Could be that my coffee's unremarkableness makes it work even more here. It is the
equivalent of the Dreamgirls character played by Bionce Knowles: a beautiful cipher containing a reliable, and successful formula. Desirable for its confidence, its wealth, its attraction, my coffee is a suitably bland, stable formula that supports but does not distract from the higher brand value.

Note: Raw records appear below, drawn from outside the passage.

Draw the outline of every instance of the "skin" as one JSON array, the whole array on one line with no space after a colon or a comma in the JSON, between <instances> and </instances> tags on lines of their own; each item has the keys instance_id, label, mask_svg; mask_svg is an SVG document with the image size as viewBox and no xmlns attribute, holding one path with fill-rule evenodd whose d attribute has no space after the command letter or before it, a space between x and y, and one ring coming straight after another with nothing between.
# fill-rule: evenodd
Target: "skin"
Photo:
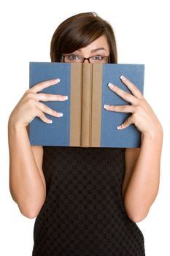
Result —
<instances>
[{"instance_id":1,"label":"skin","mask_svg":"<svg viewBox=\"0 0 170 256\"><path fill-rule=\"evenodd\" d=\"M109 49L106 37L102 36L87 47L71 53L85 58L95 55L108 56ZM85 63L88 63L88 61L85 60ZM125 174L122 188L128 216L132 221L138 222L147 215L158 191L163 130L151 107L136 86L124 77L121 79L132 94L111 83L109 89L130 102L131 105L105 105L104 108L107 111L131 113L131 116L117 129L125 129L134 124L142 135L140 148L125 150ZM42 121L50 125L51 121L45 113L62 118L61 113L39 101L64 102L67 99L66 96L37 94L42 89L58 83L58 80L45 81L27 90L9 118L10 191L21 213L28 218L38 215L46 197L42 171L43 148L30 146L28 124L39 116Z\"/></svg>"}]
</instances>

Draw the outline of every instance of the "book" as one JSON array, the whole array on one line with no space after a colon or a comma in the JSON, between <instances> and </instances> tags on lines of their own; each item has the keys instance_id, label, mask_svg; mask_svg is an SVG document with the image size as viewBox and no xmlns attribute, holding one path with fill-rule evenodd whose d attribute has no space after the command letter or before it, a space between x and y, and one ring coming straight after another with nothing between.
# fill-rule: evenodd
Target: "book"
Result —
<instances>
[{"instance_id":1,"label":"book","mask_svg":"<svg viewBox=\"0 0 170 256\"><path fill-rule=\"evenodd\" d=\"M47 114L53 124L36 117L30 124L32 146L82 147L140 147L141 133L134 124L117 129L130 113L106 110L106 105L129 105L108 87L112 83L129 93L123 75L143 94L144 64L70 64L30 62L30 88L44 80L60 78L60 83L41 92L68 95L64 102L45 102L63 113L61 118Z\"/></svg>"}]
</instances>

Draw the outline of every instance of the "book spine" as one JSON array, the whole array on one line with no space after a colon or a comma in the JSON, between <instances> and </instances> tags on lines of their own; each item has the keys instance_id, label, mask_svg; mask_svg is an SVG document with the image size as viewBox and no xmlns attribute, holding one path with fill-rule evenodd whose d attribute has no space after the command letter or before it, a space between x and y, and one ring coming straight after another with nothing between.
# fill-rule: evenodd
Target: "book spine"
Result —
<instances>
[{"instance_id":1,"label":"book spine","mask_svg":"<svg viewBox=\"0 0 170 256\"><path fill-rule=\"evenodd\" d=\"M103 65L93 64L93 86L91 106L91 145L101 146L101 95Z\"/></svg>"},{"instance_id":2,"label":"book spine","mask_svg":"<svg viewBox=\"0 0 170 256\"><path fill-rule=\"evenodd\" d=\"M91 144L92 64L82 65L81 146Z\"/></svg>"},{"instance_id":3,"label":"book spine","mask_svg":"<svg viewBox=\"0 0 170 256\"><path fill-rule=\"evenodd\" d=\"M82 64L71 64L70 146L81 146Z\"/></svg>"}]
</instances>

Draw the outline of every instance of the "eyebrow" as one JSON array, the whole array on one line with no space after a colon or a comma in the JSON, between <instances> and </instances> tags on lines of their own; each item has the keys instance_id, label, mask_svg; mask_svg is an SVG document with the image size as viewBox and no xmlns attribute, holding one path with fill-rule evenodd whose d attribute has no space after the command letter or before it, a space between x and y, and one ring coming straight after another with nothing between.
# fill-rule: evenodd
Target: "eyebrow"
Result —
<instances>
[{"instance_id":1,"label":"eyebrow","mask_svg":"<svg viewBox=\"0 0 170 256\"><path fill-rule=\"evenodd\" d=\"M107 50L104 48L101 47L100 48L96 48L96 49L92 50L91 53L95 53L96 51L98 51L98 50L104 50L105 51L107 51Z\"/></svg>"},{"instance_id":2,"label":"eyebrow","mask_svg":"<svg viewBox=\"0 0 170 256\"><path fill-rule=\"evenodd\" d=\"M105 51L107 51L107 50L104 48L104 47L100 47L99 48L96 48L96 49L93 49L93 50L91 50L91 53L95 53L95 52L96 52L96 51L98 51L98 50L105 50ZM82 51L80 49L79 49L79 50L77 50L77 51ZM75 51L77 51L77 50L75 50Z\"/></svg>"}]
</instances>

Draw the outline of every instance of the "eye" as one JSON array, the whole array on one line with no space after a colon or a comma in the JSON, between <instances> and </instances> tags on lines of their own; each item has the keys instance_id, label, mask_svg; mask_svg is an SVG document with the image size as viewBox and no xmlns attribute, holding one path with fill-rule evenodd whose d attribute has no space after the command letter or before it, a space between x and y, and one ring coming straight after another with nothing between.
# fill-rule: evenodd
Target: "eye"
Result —
<instances>
[{"instance_id":1,"label":"eye","mask_svg":"<svg viewBox=\"0 0 170 256\"><path fill-rule=\"evenodd\" d=\"M78 55L71 54L67 56L70 61L77 61L80 60L80 56Z\"/></svg>"},{"instance_id":2,"label":"eye","mask_svg":"<svg viewBox=\"0 0 170 256\"><path fill-rule=\"evenodd\" d=\"M94 61L102 61L104 59L104 57L101 56L101 55L96 55L95 56L93 57L93 59Z\"/></svg>"}]
</instances>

This commercial moment is enhancing me, right now. The caffeine and the brand experience both lift and separate me from the bike commuters, the car traffic, from the other strugglers. This is better than a moment of pedestrian lucidity: it is an enhanced I-am moment, where I rise above my environment. My coffee gives me a whiff of excitement, a sense of bigness, an experience of myself as Image.

A brand new Prius drives by.

Friday, September 07, 2007

The pros and cons of green cachet.

Green products are theoretically designed to reduce net footprint caused by over consumption; green marketers try to attract people who have money to spend. The two aims are not always in sync.

Tom Conrad writes in Alt Energy Stocks, "People want to be seen to be green a lot more than they want to save a few dollars on gas."

So far, so 'good' . But Tom adds, " The Japanese who buy fake solar panels don't ask about the payback period." Hmm.

It may be that adopting externalized notions of what is green and good ( e.g. solar power = no global warming = good) doesn't help after all. Anyway, as mentioned in an earlier post, Green marketing is often just derivative nonsense, and lacks real freshness. Which is a problem if what you are selling is freshness.

Conrad's entire article, "Why Energy Efficiency is a Hard Sell.

Sunday, September 02, 2007

Green and mass transformation

Marketing green products & services is often referred to as "green marketing."

You could compare it to convenience food marketing or education services marketing: green marketing is a kind of category and is something we can characterize. We see in convenience food marketing certain patterns and rules on such things as pricing, advertising and reach. In green products marketing we see familiar patterns and rules as well: premium pricing, ethical stance, the recycled packaging, the appeal to the future, the "let's all pull together" attitude.

These are ways that green marketing can be typified, and the marketing of green can easily be typified - bordering on pure caricature.

We do know that under green there is a strong sense of necessary transformation. Good. The drive to change is natural, and is built into our DNA. This is something marketing can sink its teeth into. But how?

We seek transformation, in Herds we call churches, or fads, or clubs. Mark Earls, whose book I'm reading right now:

"The biggest problem is that ours is a social brain not an individual self-determining brain: it's the brain of a creature whose life consists largely of other people and interaction with them. Looking at it as if it were otherwise and the creature that owns it as an isolated agent is a pointless abstraction."


People aren't isolated, they change together. Compare the spurious improvements brought by well meaning "fads" to the lasting change brought by quiet contemplation by a group of semi autonomous individuals...

There is a case to be made here - that there is a qualitatively different form of marketing that is suitable for marketing green products and services.